Oh well spotted! Fixed that now, thanks.


----------



## Goughy (Feb 24, 2018)

Along the same lines, maybe "HOME" at the top of lightroomqueen.com/community/ should go back to the lightroomqueen.com home page rather than the forums home page. I couldn't see any other obvious link back to the main site.


----------



## Victoria Bampton (Feb 24, 2018)

Haven't figured out how to do that yet!  When I can figure out how, the main menubar to the LRQ site will appear at the top of the page. That bit's not quite so simple though, it seems.


----------



## OogieM (Feb 24, 2018)

Jim Wilde said:


> The only "problem" is the 1Password conflict with now having two separate logins to the same domain.


Same problem here but I can't seem to get my login to work even if I set the password to be the same.


----------



## Goughy (Feb 24, 2018)

OogieM said:


> Same problem here but I can't seem to get my login to work even if I set the password to be the same.

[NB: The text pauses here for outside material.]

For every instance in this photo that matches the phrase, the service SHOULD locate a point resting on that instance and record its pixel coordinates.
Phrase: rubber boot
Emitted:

But somehow you logged in here to post this message? 

The correct password for the new forums will be the old one for the lightroomforums.net login. I found that on my Mac, the keychain was initially populating the password field for the new forum login with the password for lightroomqueen.com which didn't work for logging in to the new forums. I used the old password to login to the forum and changed it in preferences to be the same as my lightroomqueen.com password.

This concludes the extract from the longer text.